Over the past couple of months, I’ve written several posts about structured data markup and the increasing importance of building machine-readable context and descriptions into content that’s created for the web. Structured data is already used by the major search engines to provide enhanced search result listings, and it’s also used by mobile search providers to produce more accurate local search results.

The trouble is that the world of structured data isn’t all nice, neat and orderly. There’s no single standard “how to” on using structured data markup. The W3C — the organization that develops and manages most of the web’s open standards — recommends two different structured data specifications. The Resource Description Framework in Attributes (RDFa) was developed over a period of years by a W3C working group. The Microdata specification was promoted primarily by the major search players (Google, Yahoo and Bing), and then taken on by another W3C working group in a sort of shotgun wedding.
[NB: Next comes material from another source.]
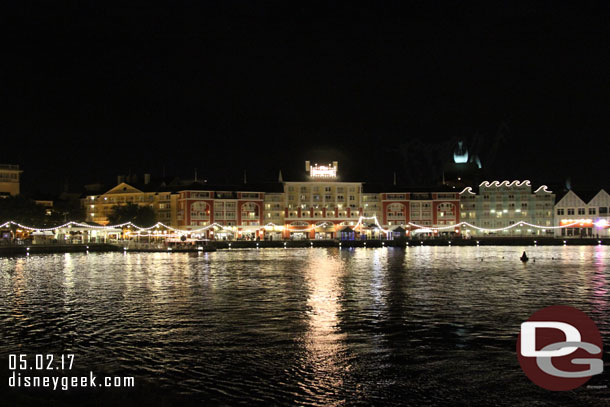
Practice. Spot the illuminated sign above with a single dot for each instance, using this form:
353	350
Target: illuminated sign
323	171
577	222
When there are two standards, is anything really “standard”? More or less. With a little ingenuity, Microdata can be used as a subset of RDFa. The markup vocabularies aren’t interchangeable, but Microdata coding can be used inside of a document that’s written using RDFa specifications. It’s confusing enough, though, that you need to have a firm idea about what’s going on before you start working the code into your website.
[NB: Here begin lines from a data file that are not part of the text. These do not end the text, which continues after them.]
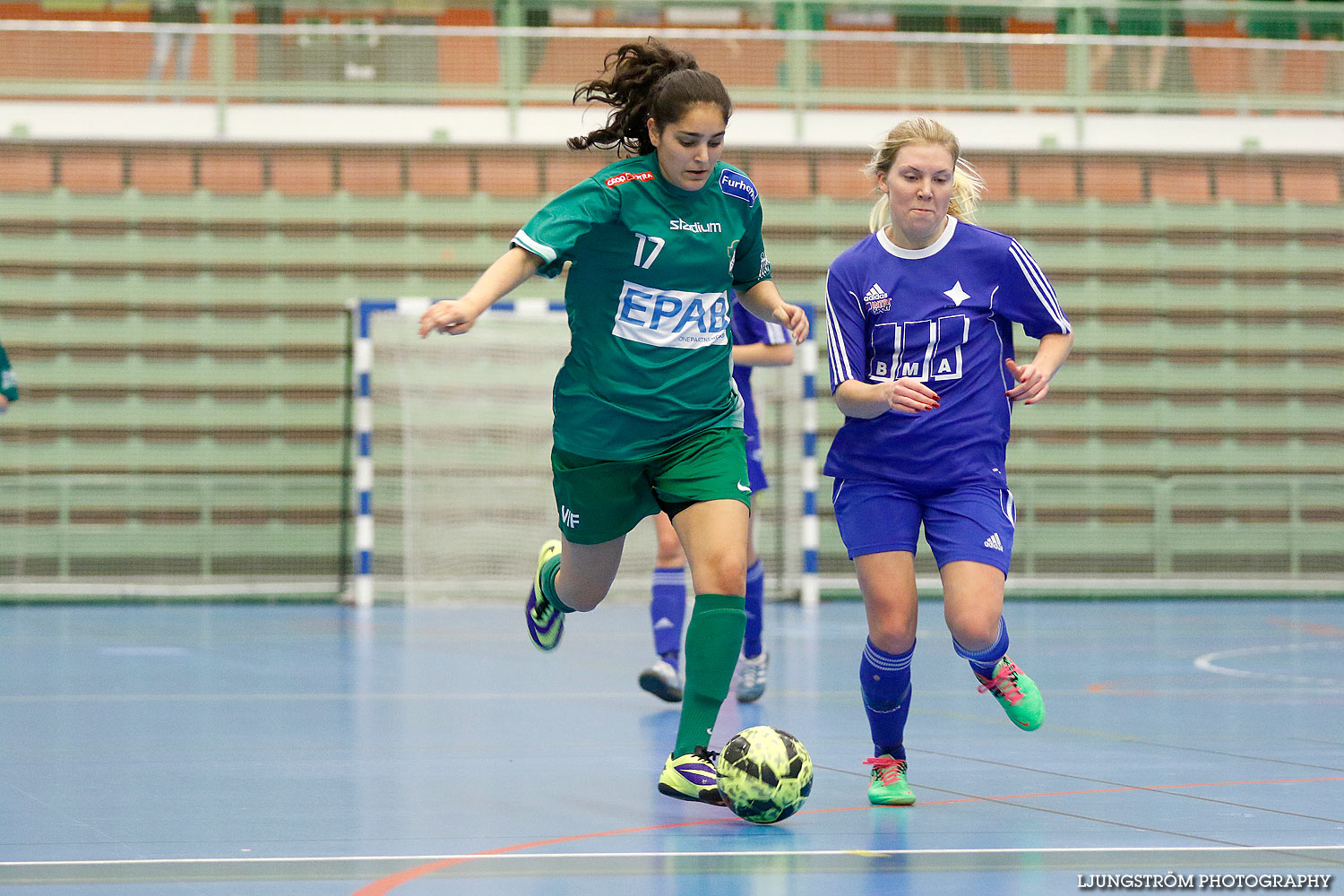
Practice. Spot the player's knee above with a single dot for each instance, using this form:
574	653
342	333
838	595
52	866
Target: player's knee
973	630
892	635
722	573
If you’re interested in delivering semantic information about your content primarily to the major search engines, Microdata is certainly the easier of the two markup formats to use. It’s vocabulary is managed through Schema.org and is pretty tightly controlled. RDFa, on the other hand, is a very open standard. The syntax, or “format” used in RDFa is managed through a broad-based W3C working group — but almost any person or organization can create an RDFa descriptive vocabulary, known as a schema (not to be confused with Schema.org).
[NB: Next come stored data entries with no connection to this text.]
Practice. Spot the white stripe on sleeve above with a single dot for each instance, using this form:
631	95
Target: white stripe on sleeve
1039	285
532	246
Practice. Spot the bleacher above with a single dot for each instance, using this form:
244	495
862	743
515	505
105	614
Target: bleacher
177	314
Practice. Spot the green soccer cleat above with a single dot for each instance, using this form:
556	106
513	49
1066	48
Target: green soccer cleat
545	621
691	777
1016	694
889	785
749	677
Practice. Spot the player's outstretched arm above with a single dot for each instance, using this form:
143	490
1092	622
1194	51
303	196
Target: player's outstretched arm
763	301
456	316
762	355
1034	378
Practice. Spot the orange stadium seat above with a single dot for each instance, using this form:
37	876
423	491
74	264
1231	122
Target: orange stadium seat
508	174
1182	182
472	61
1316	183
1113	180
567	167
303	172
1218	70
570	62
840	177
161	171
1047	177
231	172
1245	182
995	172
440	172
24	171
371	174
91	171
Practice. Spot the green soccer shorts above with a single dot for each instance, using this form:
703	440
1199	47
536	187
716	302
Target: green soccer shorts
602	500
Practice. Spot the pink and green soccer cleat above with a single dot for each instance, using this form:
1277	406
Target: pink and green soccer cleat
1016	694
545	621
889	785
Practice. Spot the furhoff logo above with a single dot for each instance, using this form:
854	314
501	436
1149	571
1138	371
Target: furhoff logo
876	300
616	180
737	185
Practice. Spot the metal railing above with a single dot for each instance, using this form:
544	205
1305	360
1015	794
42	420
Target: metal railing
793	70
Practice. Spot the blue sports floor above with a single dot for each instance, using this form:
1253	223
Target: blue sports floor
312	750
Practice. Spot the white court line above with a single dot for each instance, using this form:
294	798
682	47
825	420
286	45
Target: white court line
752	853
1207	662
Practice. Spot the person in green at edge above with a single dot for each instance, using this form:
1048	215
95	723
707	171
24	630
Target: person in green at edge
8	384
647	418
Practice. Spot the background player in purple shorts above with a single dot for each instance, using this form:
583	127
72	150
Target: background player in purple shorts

Some schemas, such as Dublin Core or Friend of a Friend, are commonly used and referenced in millions of online documents. Schema.org — the name is a hint here — also promotes a widely used schema. But RDFa makes the creation of roll-your-own schemas relatively easy, which has resulted in the appearance of numerous, subject-specific vocabularies.

How useful are some of these rather obscure, very specific schemas? Only time will tell, I suppose. In the meantime, it seems the best practice is to keep your structured data markup as simple as possible and use only widely accepted schemas.